Eines der für mich wichtigsten Elemente in gelingenden Lernprozessen. In meinem Fall: Nachdem ich als Neunjährige schon mal ein Hausboot steuern durfte, wollte ich diese Art des Urlaubs wiederholen. Nun hatten wir ein vierköpfiges Team zusammen – und ich hatte sie in das Abenteuer hineingezogen. Daher war meine Motivation klar: Ich muss dafür sorgen, dass dieses Boot reibungslos von Argens nach Lattes gefahren wird. Eine gute Beweggrund, um bei der Einweisung durch den Guide möglichst viel zu lernen.

Die Motivation gemeinsam mit den Lernenden zu finden, ist wichtig für gelingende Lernprozesse.
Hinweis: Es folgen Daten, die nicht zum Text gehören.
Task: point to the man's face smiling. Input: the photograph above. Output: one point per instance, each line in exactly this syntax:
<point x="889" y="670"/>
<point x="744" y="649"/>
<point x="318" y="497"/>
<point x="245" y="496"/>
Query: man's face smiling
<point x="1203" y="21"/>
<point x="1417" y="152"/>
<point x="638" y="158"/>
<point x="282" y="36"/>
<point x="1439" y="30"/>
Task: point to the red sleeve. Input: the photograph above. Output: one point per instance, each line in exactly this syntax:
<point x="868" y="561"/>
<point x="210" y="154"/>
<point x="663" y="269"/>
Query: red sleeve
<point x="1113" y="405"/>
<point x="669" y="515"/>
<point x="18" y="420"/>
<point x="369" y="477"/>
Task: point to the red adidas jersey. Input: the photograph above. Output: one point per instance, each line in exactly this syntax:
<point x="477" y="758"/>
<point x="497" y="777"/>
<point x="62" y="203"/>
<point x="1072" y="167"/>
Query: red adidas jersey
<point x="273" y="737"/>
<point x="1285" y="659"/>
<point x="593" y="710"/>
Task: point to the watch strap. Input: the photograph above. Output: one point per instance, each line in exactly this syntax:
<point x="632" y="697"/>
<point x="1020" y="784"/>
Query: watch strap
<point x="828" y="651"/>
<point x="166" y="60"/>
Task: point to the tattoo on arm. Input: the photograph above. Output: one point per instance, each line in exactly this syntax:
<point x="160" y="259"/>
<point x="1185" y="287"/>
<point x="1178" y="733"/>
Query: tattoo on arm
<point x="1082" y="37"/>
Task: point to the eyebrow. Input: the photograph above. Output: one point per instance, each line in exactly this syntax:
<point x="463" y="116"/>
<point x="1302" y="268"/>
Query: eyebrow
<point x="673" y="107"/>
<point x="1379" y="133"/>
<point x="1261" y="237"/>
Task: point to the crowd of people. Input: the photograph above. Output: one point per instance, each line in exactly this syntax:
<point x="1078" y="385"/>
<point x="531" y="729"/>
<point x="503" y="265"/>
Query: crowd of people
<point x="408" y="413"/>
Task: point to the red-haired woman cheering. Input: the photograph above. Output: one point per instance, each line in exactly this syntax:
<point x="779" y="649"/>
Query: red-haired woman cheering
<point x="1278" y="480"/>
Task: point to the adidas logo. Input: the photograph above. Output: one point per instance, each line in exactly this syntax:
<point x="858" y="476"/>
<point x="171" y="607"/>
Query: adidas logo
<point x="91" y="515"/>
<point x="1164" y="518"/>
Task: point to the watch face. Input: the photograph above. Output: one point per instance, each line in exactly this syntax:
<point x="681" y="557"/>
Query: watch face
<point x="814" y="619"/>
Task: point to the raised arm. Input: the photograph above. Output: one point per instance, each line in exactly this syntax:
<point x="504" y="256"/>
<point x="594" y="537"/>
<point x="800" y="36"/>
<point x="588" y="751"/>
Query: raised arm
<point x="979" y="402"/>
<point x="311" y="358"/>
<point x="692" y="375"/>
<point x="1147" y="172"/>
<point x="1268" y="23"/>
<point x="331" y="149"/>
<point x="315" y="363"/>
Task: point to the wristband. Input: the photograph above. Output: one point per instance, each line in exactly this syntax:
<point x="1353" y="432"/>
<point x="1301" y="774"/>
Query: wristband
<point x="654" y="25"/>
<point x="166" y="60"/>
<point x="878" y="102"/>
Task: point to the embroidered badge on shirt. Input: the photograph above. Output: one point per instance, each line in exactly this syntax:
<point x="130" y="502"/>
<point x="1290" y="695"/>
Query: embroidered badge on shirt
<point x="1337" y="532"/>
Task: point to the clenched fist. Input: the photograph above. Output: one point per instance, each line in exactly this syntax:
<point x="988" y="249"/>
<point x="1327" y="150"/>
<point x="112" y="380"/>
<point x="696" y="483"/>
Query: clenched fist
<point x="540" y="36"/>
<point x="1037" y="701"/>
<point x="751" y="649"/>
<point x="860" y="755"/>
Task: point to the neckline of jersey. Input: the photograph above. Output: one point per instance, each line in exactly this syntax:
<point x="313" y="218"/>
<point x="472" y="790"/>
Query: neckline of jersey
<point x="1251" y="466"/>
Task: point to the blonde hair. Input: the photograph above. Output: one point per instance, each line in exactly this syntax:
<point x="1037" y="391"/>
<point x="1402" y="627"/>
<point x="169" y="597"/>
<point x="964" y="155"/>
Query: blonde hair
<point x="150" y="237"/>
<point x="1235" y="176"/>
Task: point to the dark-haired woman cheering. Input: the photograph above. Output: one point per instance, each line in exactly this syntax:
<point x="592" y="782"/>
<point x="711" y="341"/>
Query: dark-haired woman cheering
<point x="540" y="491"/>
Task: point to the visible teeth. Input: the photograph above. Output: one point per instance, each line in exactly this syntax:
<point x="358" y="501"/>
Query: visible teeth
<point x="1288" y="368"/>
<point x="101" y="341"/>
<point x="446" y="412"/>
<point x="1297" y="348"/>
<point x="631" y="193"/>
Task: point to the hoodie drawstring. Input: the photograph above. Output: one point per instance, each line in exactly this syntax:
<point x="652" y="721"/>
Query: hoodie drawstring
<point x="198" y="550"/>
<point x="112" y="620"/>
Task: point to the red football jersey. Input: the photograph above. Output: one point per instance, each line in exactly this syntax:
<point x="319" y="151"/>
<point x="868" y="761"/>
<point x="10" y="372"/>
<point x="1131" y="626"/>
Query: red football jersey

Wie es nicht geht, machte mir ein Dozent für Berufsbildungsrecht klar: „Keiner liest gerne Paragraphen, das ist ein trockenes Thema, aber Sie brauchen das für Ihre Prüfung.“ Wenn er wenigstens gesagt hätte, dass wir diese Themen in unserer beruflichen Praxis benötigen, hätte er uns besser für sein Fachgebiet begeistern können.

Was gewinnen die Lernenden durch dieses Lernangebot“ – das ist eine gute Frage, um viele verschiedene Aspekte zu finden und damit individuell auf die Lernenden eingehen zu können.

Auf existentes Wissen aufbauen kann helfen – aber auch hinderlich sein:

Bootfahren ist doch so ähnlich wie Autofahren: Sowohl Boote wie auch Autos haben einen Motor und ein Steuer, es gibt Verkehrsregeln, die man beachten muss. Nicht ohne Grund dürfen Hausboote auf vielen Gewässern ohne Bootsführerschein gefahren werden.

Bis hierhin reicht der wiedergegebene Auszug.